Diese Kritik blieb nicht ohne Wirkung. Die Behindertensprecherinnen und -sprecher Regierungsparteien, Dr. Helene Partik-Pablé (FPÖ) und Dr. Franz-Joseph Huainigg (ÖVP) brachten – in Kenntnis der drohenden massiven Kritik der Behindertenorganisationen – am 22. September 2004 einen Antrag ein, in dem es heißt: „Die Antragsteller wollen klarstellen, dass diese technische Ausgliederung aus dem Behindertengleichstellungsgesetz nicht bedeutet, dass die Frage der Anerkennung der Gebärdensprache unerledigt bleiben soll“.
Begründet wurde das Streichen aus dem Entwurf des Behindertengleichstellungsgesetzes damit, dass „im Rahmen der Vorbegutachtung wurde aber von mehreren Seiten eingewendet wurde, dass aus rechtssystematischen Gründen eine Regelung im Bundesverfassungsgesetz geschehen sollte“.
Partik-Pablé und Huainigg beantragen weiters: „Der Bundeskanzler wird ersucht, dem Nationalrat einen Entwurf zur Änderung des Bundes-Verfassungsgesetzes zuzuleiten, mit dem die Österreichische Gebärdensprache anerkannt wird.“
Auch die Behindertensprecherin der GRÜNEN, Theresia Haidlmayr brachte einen Antrag auf Anerkennung der Österreichischen Gebärdensprache ein.
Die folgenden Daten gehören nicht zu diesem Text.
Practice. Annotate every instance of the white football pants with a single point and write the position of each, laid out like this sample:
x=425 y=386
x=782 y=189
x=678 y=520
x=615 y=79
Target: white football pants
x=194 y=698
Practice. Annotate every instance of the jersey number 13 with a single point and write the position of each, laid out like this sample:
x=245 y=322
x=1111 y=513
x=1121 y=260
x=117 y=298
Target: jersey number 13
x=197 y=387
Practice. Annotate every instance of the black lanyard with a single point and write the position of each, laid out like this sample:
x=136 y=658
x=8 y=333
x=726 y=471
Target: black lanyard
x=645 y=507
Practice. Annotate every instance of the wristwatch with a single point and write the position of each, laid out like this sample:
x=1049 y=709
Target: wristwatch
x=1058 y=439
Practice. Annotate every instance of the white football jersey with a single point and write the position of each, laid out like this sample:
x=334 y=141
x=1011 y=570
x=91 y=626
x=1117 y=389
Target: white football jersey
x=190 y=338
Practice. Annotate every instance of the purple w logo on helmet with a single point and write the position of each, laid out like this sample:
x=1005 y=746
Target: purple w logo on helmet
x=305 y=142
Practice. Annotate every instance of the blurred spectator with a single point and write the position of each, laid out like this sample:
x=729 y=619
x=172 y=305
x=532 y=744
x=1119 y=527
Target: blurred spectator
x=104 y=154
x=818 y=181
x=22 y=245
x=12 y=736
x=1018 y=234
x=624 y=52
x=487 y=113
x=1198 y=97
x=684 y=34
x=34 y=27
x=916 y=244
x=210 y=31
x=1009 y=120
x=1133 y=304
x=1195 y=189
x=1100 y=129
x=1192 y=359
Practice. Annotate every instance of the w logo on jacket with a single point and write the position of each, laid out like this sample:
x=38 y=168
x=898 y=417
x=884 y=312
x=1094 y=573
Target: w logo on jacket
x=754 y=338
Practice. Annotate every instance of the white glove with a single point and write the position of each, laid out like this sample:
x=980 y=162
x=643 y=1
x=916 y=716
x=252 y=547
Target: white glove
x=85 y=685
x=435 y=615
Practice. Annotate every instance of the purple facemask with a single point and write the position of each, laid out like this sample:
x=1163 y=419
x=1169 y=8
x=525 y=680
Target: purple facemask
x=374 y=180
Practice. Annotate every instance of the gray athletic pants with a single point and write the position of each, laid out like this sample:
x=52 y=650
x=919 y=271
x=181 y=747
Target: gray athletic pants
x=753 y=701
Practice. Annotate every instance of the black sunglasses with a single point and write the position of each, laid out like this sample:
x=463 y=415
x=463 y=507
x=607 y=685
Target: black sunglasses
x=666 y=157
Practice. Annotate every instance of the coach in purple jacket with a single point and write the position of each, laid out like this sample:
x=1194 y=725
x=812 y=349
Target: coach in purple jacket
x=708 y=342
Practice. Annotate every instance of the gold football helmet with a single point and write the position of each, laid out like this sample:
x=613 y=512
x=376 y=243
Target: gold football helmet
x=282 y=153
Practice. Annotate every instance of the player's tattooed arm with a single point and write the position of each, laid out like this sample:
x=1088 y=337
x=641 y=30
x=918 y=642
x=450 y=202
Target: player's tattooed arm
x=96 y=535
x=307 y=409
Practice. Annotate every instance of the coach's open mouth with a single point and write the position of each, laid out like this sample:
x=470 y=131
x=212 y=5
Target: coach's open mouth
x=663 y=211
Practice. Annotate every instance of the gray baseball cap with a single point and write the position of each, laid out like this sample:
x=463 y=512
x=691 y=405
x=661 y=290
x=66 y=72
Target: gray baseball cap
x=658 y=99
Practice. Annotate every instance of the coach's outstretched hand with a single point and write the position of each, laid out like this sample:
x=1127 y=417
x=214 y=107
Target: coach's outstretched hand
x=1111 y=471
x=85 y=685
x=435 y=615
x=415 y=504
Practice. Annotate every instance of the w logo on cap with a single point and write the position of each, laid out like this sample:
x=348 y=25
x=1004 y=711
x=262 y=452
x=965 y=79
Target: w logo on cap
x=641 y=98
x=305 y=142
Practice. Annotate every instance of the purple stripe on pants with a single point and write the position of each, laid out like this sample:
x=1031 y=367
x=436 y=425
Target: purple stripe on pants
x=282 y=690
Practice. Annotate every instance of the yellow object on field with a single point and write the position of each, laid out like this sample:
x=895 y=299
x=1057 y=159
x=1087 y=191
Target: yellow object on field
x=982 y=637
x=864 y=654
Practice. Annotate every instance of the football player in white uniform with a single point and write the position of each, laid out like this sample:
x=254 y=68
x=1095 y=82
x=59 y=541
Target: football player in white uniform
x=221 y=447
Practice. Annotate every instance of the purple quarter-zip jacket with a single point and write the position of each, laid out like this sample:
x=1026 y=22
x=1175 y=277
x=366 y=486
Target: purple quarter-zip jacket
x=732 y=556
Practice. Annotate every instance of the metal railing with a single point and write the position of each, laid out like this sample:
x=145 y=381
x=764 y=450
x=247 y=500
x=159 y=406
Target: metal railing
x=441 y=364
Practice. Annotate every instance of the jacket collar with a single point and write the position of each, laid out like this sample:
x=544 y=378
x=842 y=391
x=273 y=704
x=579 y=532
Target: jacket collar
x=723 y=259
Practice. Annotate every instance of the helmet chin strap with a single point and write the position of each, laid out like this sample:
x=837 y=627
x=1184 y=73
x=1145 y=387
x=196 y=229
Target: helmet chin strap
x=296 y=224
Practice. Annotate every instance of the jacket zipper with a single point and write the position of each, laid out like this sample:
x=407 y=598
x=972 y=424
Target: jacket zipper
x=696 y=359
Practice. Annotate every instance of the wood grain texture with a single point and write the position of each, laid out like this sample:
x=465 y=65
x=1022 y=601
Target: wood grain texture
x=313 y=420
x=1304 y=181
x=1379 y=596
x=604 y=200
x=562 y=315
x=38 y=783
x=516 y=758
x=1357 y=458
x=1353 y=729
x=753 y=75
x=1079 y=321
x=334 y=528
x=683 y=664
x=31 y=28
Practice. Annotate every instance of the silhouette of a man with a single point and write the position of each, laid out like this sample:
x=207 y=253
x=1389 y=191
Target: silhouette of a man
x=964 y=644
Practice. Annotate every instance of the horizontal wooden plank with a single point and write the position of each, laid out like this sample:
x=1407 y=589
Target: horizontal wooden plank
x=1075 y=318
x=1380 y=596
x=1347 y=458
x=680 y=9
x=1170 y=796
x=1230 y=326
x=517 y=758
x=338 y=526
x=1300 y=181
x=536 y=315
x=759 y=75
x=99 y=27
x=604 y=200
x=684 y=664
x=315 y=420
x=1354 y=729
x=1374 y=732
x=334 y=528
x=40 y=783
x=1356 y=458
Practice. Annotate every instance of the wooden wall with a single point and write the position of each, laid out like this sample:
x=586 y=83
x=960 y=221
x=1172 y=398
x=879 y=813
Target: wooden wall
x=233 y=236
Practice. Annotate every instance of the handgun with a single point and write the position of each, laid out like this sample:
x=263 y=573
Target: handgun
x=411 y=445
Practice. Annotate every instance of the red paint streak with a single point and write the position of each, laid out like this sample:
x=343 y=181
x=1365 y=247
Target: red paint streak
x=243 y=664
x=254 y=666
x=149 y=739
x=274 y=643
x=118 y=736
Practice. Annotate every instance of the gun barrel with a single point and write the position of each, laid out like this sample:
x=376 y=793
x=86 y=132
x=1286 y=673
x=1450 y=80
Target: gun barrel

Sie führte – leicht genervt – aus: „ich habe ihn zum ersten Mal im November 1999 gestellt; dazwischen immer wieder“.
Sie weist darauf hin, dass ÖVP und FPÖ in dieser Frage nicht glaubwürdig sind: „Es wurde uns zuerst versprochen, dass die Gebärdensprache als Teil des Behindertengleichstellungsgesetzes als Recht zustande kommen soll. Jetzt ist aber dieser Punkt aus dem Behindertengleichstellungsgesetz wieder gestrichen worden.“
Sie kritisiert den Antrag von Partik-Pablé und Huainigg massiv: „Es bringt doch nichts, wenn wir jetzt einen Entschließungsantrag verabschieden, sodass ein Vorschlag dann irgendwann einmal und vielleicht von den Regierungsparteien kommt, wenn darin kein Zeithorizont enthalten ist! Dann warten gehörlose Menschen doch auf den Sankt-Nimmerleins-Tag, bis ihre Sprache anerkannt wird!“
Wer nun glaubt, dass sich Bundeskanzler Dr. Wolfgang Schüssel (ÖVP) der Sache annimmt, der irrt. Zunächst wurde der Antrag einmal dem Verfassungsausschuss zugewiesen. Partik-Pablé verspricht in diesem Zusammenhang im Parlament: „Ich persönlich werde mich dafür einsetzen, dass möglichst bald – in einer der nächsten oder schon in der nächsten Sitzung des Verfassungsausschusses – dieser Entschließungsantrag, den wir heute eingebracht haben, debattiert wird und zur Abstimmung kommt.“
Doch es kam – einige werden zurecht sagen „nicht überraschend“ – anders. Statt einen Schritt Richtung Anerkennung zu gehen, entschied sich der Verfassungsausschuss am 19. Oktober 2004 die Anträge an einen Unterausschuss weiterzuleiten.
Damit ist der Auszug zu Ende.